- Leader: Sean Murray William McCullough Hugh Moore
- Chairman: Sean Murray Andy Barr
- Founded: 1941
- Dissolved: 1970
- Preceded by: Communist Party of Ireland (1933)
- Succeeded by: Communist Party of Ireland
- Headquarters: Belfast
- Youth wing: Northern Ireland Young Communist League
- Ideology: Communism Marxism–Leninism
- Political position: Far-left
- International affiliation: Comintern (1941-1943)

= Communist Party of Northern Ireland =

Political party established in Northern Ireland

The Communist Party of Northern Ireland was a small communist party operating in Northern Ireland. The party merged with the Irish Workers' Party in 1970 to form the reunited Communist Party of Ireland.

==Formation==
The party originated in the 1941 split in the Communist Party of Ireland (CPI), which also produced the Irish Workers' League (IWL) in the Republic of Ireland. The split was due to the difficulties of operating in the Republic, and the unpopularity of the argument that Ireland should enter World War II in the Republic, as opposed to its popularity in Northern Ireland.

In July 1941, the Communist Party of Ireland National Executive suspended independent activities and its membership were encouraged to undertake entryism and join the Irish Labour Party, and trade union movement, the Irish Labour Party was not organised in Northern Ireland and in October the Communist Party of Northern Ireland published its manifesto.

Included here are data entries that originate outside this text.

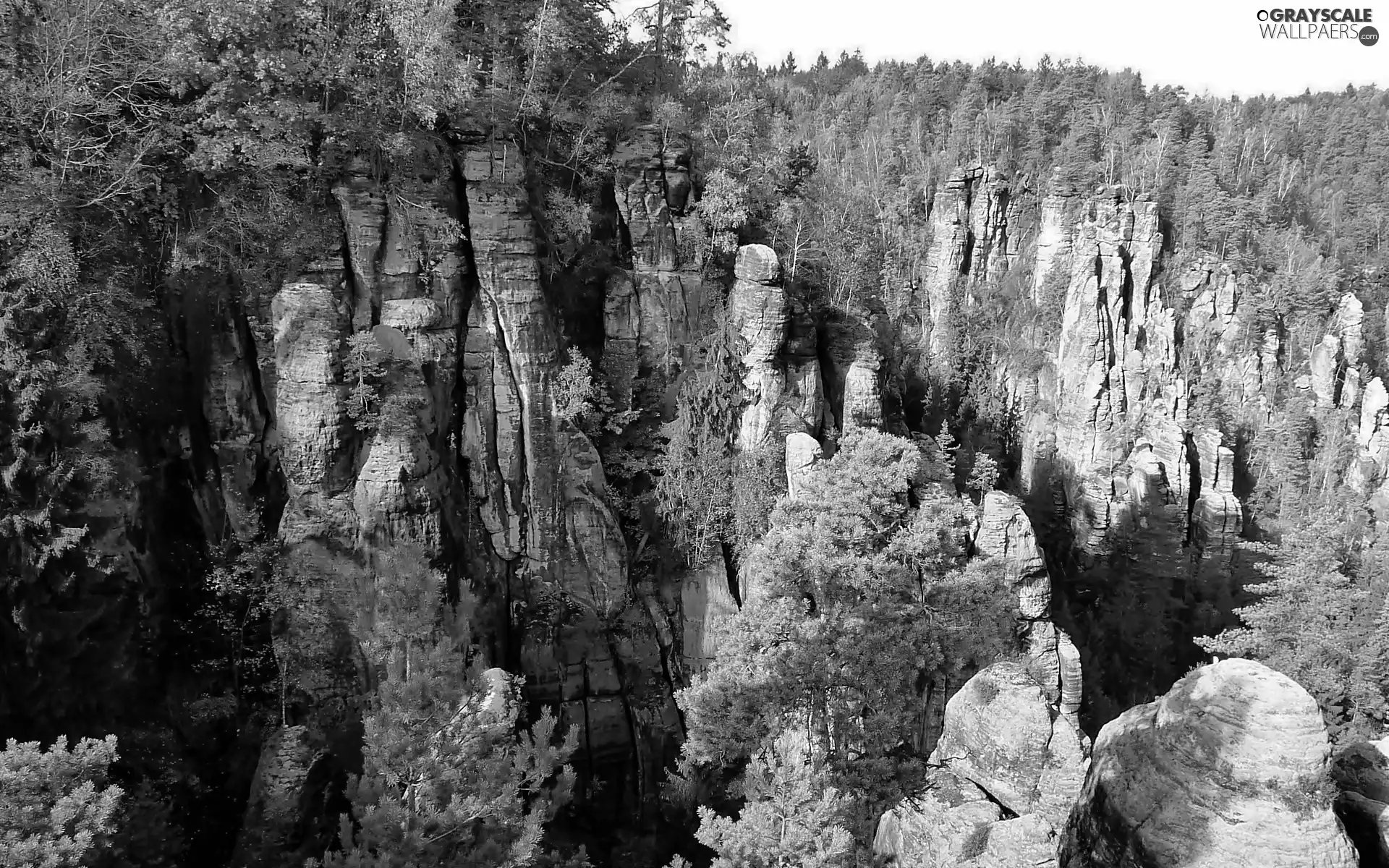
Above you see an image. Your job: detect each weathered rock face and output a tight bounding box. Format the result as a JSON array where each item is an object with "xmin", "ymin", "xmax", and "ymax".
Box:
[
  {"xmin": 786, "ymin": 430, "xmax": 824, "ymax": 498},
  {"xmin": 974, "ymin": 492, "xmax": 1082, "ymax": 714},
  {"xmin": 603, "ymin": 127, "xmax": 711, "ymax": 409},
  {"xmin": 461, "ymin": 135, "xmax": 679, "ymax": 808},
  {"xmin": 874, "ymin": 770, "xmax": 1003, "ymax": 868},
  {"xmin": 1032, "ymin": 172, "xmax": 1081, "ymax": 302},
  {"xmin": 974, "ymin": 492, "xmax": 1051, "ymax": 621},
  {"xmin": 1061, "ymin": 660, "xmax": 1357, "ymax": 868},
  {"xmin": 874, "ymin": 663, "xmax": 1089, "ymax": 868},
  {"xmin": 930, "ymin": 663, "xmax": 1089, "ymax": 825},
  {"xmin": 922, "ymin": 165, "xmax": 1021, "ymax": 354}
]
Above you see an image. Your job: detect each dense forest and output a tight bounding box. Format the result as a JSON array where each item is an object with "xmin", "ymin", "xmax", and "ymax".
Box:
[{"xmin": 0, "ymin": 0, "xmax": 1389, "ymax": 868}]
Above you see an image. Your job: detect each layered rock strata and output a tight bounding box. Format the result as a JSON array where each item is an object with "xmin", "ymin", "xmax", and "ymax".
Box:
[{"xmin": 1061, "ymin": 660, "xmax": 1359, "ymax": 868}]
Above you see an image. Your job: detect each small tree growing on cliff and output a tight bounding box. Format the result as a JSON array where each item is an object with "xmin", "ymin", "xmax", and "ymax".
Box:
[{"xmin": 676, "ymin": 430, "xmax": 1008, "ymax": 816}]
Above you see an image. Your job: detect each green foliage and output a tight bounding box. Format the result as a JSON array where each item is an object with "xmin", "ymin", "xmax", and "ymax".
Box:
[
  {"xmin": 314, "ymin": 550, "xmax": 586, "ymax": 868},
  {"xmin": 696, "ymin": 735, "xmax": 856, "ymax": 868},
  {"xmin": 0, "ymin": 736, "xmax": 122, "ymax": 868}
]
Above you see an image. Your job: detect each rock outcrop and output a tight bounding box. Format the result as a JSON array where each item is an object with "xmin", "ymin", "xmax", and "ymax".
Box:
[
  {"xmin": 930, "ymin": 663, "xmax": 1089, "ymax": 825},
  {"xmin": 1061, "ymin": 660, "xmax": 1359, "ymax": 868},
  {"xmin": 728, "ymin": 244, "xmax": 825, "ymax": 451},
  {"xmin": 1330, "ymin": 739, "xmax": 1389, "ymax": 865},
  {"xmin": 922, "ymin": 165, "xmax": 1022, "ymax": 354},
  {"xmin": 874, "ymin": 663, "xmax": 1089, "ymax": 868},
  {"xmin": 603, "ymin": 127, "xmax": 711, "ymax": 409}
]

The CPNI held its first conference in October 1942, in Belfast, with many former members of the CPI from the Republic attending. By 1943, it had grown to 35 branches, although it was not able to operate openly in more strongly Catholic areas. Indeed, while the party in Belfast had a mostly Catholic membership in the 1930s, following the split, it became mostly Protestant.

==Growth and decline==
The CPNI stood their own candidates in the 1945 Northern Ireland general election. While they did not come close to winning any seats, they polled a respectable 12,000 votes for their three candidates (Betty Sinclair, William McCullough and Sid Maitland), who retained their deposits.

The CPNI was unable to use any momentum from their election result and declined in the following decades. It stopped publishing its newsletter, Unity, in 1947, membership fell from 1,000 in 1945 to 172 in 1949, and at the 1949 Northern Ireland general election it ran only McCullough, who took just 623 votes. Nonetheless it became prominent in the trade unions, with Sinclair becoming full-time secretary of the Belfast Trades Council.

The party continued to intervene in elections, supporting Jack Beattie's Irish Labour Party candidacy at the 1950 Belfast West by-election, and standing Jimmy Graham and Eddie Menzies unsuccessfully in that year's local elections in Belfast. A Joint Council was established to co-ordinate the activities of the CPNI and the IWL, although disputes between the two sometimes arose, particularly over the priority given to opposing the partition of Ireland.

==Civil rights movement and merger==
By the early 1960s, the CPNI was promoting the Northern Ireland Labour Party, then from 1965 tried to establish a civil rights movement with leading trade unionists and Irish republicans. It hoped to politicise the IRA; its highpoint was the civil rights association (NICRA) of the late 1960s in which Sinclair was prominent, although she was openly critical of the lack of engagement from colleagues such as Andy Barr and James Stewart. As well as Sinclair, other CPNI members involved in the NICRA were Noel Harris (Chairman) and Denis O'Brien Peters (Secretary). It ultimately became the junior partner in a merger with the Irish Workers' Party, which was once again acting as an independent organisation, which in 1970 became the Communist Party of Ireland.

The CPNI published following its creation in 1941 the newspaper The Red Hand. Its on-and-off weekly newspaper Unity, following the merger in 1970, became the weekly publication of the Belfast District of the Communist Party of Ireland. Since 2021, Unity is no longer published by the Communist Party of Ireland.

==General Secretaries==
1941: Sean Murray - organiser from 1950-61.